Kasuzuke, or sake lees pickle, is a type of tsukemono (Japanese pickles) made with sake lees, the leftover from the refining process of sake production. With a deep aroma and slightly alcoholic flavor, Kasuzuke is perfect for marinating fish, meat, and vegetables.
Gather all the ingredients for Kasudoko. Put sake lees in a medium bowl and bring it to room temperature on the counter so it becomes much more pliable.
Check the texture of sake lees with your fingers. If they feel solid firm, add sake first and microwave for a few seconds until it becomes pliable. Otherwise, combine sake lees with miso, sugar, and salt first.
Using your hand, mix the ingredients and knead well until well combined.
Add sake a little bit at a time to combine with the sake lee mixture. See the consistency to see if you need to add more sake.
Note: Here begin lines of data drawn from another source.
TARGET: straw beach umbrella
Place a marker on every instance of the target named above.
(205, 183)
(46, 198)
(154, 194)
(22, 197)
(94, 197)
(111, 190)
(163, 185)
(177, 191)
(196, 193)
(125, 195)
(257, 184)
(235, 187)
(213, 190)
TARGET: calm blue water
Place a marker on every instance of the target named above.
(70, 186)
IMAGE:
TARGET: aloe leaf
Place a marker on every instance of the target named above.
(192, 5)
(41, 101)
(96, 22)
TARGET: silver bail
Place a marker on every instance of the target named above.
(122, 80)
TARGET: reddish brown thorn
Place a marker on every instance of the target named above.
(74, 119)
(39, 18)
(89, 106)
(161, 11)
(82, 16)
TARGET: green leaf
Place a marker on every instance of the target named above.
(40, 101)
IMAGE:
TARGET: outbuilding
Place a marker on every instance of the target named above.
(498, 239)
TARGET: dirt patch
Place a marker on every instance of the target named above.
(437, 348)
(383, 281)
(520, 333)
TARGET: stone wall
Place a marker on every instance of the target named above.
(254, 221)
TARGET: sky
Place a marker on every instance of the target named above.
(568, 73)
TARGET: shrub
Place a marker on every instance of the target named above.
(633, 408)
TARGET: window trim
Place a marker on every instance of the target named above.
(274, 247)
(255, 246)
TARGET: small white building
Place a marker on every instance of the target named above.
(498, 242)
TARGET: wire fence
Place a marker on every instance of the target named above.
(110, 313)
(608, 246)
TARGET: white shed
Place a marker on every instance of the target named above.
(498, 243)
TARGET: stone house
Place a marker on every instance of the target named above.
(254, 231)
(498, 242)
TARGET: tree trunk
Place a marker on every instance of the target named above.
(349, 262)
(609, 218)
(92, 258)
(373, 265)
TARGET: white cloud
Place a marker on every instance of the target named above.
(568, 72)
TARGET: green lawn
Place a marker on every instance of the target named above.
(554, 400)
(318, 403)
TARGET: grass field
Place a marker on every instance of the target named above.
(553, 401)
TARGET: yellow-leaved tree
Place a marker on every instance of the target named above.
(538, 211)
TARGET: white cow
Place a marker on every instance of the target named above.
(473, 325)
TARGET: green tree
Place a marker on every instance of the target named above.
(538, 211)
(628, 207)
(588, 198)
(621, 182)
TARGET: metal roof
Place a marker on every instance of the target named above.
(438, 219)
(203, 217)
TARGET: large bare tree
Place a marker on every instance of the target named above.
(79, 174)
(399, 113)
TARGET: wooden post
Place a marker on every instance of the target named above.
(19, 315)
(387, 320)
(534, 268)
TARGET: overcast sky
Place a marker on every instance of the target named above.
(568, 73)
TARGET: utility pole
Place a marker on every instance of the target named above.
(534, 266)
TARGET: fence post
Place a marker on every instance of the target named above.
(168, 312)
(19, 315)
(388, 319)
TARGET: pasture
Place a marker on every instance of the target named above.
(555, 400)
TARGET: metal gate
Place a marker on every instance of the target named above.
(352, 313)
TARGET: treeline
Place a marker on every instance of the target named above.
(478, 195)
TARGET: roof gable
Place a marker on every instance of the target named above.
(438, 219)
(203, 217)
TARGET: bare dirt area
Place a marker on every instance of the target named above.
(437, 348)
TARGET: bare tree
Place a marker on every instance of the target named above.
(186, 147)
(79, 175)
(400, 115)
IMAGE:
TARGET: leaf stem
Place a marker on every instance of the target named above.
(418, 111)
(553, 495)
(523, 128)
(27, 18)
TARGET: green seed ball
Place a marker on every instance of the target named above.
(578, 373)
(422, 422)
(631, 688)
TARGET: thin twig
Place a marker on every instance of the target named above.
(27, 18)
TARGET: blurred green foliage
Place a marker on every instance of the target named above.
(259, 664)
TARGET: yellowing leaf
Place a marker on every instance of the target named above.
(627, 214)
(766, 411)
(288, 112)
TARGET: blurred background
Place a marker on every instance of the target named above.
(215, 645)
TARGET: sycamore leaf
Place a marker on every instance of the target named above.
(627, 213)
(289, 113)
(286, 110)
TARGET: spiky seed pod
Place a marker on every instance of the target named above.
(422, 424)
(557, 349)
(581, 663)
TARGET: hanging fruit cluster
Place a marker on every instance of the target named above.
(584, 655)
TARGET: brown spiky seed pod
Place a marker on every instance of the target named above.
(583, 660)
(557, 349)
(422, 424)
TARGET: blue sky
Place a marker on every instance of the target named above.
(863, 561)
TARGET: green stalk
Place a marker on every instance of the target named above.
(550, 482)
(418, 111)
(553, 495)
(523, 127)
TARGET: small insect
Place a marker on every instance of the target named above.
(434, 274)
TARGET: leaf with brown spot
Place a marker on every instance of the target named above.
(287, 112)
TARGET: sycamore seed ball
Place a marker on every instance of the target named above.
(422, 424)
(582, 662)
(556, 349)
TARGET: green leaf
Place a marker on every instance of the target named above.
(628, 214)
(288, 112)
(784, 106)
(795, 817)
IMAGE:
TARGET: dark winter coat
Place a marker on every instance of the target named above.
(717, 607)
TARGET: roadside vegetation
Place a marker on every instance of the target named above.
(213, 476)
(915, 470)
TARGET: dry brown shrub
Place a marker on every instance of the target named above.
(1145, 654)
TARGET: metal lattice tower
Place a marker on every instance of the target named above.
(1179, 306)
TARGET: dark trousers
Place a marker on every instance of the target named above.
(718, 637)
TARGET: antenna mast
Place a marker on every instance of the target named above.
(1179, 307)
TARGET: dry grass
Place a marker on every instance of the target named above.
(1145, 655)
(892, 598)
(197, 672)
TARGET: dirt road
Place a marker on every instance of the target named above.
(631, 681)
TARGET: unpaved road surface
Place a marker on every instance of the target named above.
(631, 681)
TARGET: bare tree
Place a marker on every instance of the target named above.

Each sake lee brand may have a different consistency and you may not need all of sake (or you may need more). The consistency you’re looking for is similar to miso, not too loose not too hard.
Knead until kasudoko becomes paste form and then transfer to a glass container where you want to pickle your ingredients.
To Make Cucumber Kasuzuke
Gather all the ingredients for cucumber kasuzuke.
Sprinkle salt over cucumbers. The amount of salt used is 2% of the weight of cucumber. Here I use 500 grams of cucumbers; therefore, I’ll need 10 grams of salt. Using hands, rub the salt into the cucumbers.
Set aside for 1 hour. Salt will draw moisture from the cucumbers.
After 1 hour, dry the moisture on the cucumbers with a paper towel. And transfer the cucumbers into the misodoko.
Completely cover the cucumbers with misodoko.
Once the cucumbers are embedded, cover the container with the lid. Store in the refrigerator for half day (maximum 24 hours).
With clean hands, take out the cucumbers from kasudoko, leaving the sake lees in the container.
Slice the cucumbers and serve in a dish. Tsukemono is always served along with steamed rice and miso soup. Enjoy the cucumber kasuzuke within 3 days.
You can keep kasudoko in the refrigerator or freezer and re-use it for up to 6 months (depending on how often you use it, though). If you use kasudoko for seafood or meat, NEVER use it for ingredients that you will serve raw, such as vegetables. You will need to make a separate batch just for meat or fish. If your kasudoko smells sour or becomes watery, discard it.